About Lady Mary Wortley Montagu

Mary Pierrepont was born in 1689, the first child of the Earl of Kingston. Her mother died in 1694 and Mary was groomed to become hostess and housekeeper for her father, then a Whig MP. Her tasks included presiding over his dinner table and carving meats for his guests. However, when her father planned to marry her to a man she detested, she eloped with Edward Wortley Montague, also a Whig MP.

Her marriage was miserable, but her husband was a close friend of Joseph Addison and this brought her into contact with the leading writers of her generation. With Pope and John Gay she wrote a group of ‘town eclogues’,  lampooning, with sometimes Hogarthian viciousness, the social rituals of the court of George I. One of these, ‘Saturday’, draws on her own experience of contracting smallpox in 1715. This disease had already killed her brother and now nearly killed Lady Mary, instead leaving her face permanently marked and her sight impaired. The subject of the poem is the social disaster of losing her beauty: ‘There let me live in some deserted place / There hide in shades this lost inglorious face.’

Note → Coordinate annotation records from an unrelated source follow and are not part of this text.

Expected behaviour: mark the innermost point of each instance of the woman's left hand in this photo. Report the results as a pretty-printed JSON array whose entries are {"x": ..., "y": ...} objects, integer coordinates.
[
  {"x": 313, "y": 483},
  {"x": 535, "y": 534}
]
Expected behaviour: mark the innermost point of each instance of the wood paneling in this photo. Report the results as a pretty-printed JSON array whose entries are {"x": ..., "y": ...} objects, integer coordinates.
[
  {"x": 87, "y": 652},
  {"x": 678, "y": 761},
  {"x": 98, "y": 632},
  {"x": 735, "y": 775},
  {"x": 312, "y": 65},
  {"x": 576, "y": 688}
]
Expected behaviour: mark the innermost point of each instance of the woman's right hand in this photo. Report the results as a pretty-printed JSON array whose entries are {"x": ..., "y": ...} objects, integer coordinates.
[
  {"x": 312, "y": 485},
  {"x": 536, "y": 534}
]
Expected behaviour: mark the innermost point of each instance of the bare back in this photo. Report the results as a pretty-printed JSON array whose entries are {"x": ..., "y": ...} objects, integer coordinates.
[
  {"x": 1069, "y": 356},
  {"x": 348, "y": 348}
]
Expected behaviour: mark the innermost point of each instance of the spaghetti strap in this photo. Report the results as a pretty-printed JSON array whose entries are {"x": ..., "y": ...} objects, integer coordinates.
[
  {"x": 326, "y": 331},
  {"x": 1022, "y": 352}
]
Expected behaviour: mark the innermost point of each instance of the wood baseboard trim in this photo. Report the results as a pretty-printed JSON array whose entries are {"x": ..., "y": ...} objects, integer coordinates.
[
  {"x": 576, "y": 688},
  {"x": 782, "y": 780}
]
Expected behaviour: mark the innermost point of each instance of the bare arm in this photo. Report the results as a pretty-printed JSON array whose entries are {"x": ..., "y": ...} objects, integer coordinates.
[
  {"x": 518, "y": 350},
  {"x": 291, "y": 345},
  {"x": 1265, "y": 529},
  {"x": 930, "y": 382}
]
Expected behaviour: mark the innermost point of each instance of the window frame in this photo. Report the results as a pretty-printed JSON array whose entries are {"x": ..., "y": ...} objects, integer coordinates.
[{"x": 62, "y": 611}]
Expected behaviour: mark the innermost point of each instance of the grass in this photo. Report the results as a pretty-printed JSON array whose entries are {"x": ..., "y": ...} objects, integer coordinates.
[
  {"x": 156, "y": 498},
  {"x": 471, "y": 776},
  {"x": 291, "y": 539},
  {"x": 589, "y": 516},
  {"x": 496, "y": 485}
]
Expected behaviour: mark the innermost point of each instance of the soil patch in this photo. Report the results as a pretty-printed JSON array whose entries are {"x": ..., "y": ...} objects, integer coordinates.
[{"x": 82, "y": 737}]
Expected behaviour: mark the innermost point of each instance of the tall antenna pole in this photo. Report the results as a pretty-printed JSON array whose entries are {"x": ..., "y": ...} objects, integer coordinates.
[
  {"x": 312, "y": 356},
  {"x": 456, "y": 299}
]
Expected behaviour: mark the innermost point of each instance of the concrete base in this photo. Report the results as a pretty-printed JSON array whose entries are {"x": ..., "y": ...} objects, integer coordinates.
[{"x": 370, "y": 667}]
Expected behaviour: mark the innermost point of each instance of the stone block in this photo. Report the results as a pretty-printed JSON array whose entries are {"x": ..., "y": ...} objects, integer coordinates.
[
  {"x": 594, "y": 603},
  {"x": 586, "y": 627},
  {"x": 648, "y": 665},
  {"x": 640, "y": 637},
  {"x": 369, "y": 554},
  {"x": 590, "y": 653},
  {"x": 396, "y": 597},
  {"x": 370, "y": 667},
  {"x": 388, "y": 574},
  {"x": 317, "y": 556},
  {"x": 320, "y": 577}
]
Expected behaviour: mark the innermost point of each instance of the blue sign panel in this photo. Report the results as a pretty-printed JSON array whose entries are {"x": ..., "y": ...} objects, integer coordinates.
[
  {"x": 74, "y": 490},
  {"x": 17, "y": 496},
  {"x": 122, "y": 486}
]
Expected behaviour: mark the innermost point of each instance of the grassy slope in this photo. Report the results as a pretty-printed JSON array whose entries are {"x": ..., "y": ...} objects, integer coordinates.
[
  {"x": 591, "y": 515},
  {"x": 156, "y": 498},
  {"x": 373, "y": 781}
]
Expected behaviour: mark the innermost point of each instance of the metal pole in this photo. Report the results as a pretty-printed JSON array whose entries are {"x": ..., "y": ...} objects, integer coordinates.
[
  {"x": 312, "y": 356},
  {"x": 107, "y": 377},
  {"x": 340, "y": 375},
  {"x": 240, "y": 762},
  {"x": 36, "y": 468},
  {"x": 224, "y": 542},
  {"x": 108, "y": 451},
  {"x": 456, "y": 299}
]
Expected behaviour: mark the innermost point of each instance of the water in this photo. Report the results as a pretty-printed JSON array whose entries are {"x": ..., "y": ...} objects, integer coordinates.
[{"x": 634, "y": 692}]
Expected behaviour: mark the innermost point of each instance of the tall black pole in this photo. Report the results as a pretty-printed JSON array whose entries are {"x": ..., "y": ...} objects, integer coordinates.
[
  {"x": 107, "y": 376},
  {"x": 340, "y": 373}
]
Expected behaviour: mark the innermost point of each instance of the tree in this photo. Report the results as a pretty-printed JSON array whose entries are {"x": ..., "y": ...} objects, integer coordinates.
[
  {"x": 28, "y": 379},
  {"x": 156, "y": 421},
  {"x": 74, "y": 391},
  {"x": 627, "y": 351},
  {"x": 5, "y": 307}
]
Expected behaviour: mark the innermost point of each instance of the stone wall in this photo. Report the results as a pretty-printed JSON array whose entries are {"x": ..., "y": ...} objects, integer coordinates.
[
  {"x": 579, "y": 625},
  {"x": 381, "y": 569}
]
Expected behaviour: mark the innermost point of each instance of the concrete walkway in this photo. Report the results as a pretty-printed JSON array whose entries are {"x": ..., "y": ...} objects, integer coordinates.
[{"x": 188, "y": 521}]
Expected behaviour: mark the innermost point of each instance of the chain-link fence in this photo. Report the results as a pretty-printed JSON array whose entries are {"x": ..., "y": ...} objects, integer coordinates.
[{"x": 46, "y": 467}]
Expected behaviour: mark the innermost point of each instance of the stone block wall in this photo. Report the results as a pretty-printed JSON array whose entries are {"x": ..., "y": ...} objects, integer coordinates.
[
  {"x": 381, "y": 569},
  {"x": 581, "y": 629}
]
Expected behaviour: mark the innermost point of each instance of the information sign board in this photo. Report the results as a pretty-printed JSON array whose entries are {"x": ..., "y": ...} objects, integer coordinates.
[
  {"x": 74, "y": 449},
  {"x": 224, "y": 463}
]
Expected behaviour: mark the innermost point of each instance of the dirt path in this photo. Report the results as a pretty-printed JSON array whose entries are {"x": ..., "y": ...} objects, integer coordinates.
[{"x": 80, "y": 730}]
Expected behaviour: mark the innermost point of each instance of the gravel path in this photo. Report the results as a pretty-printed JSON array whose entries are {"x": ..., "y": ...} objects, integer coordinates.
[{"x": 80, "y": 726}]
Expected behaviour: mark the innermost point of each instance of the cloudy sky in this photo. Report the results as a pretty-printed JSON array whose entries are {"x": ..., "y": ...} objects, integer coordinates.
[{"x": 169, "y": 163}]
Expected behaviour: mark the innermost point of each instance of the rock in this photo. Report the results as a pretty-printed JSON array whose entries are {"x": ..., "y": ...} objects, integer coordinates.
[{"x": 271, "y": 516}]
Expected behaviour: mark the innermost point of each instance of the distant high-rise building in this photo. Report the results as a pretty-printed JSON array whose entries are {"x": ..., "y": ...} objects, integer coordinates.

In 1716, having failed in the jockeying for political power following the accession of George I, Edward Wortley Montagu was appointed Ambassador to Turkey and Lady Mary accompanied him to take up residence in Constantinople. Here she discovered the local practice of inoculation against smallpox, and on her return to England fought to have this then controversial practice introduced.  Also in Turkey she began to write her celebrated ‘Turkish Letters’, published after her death.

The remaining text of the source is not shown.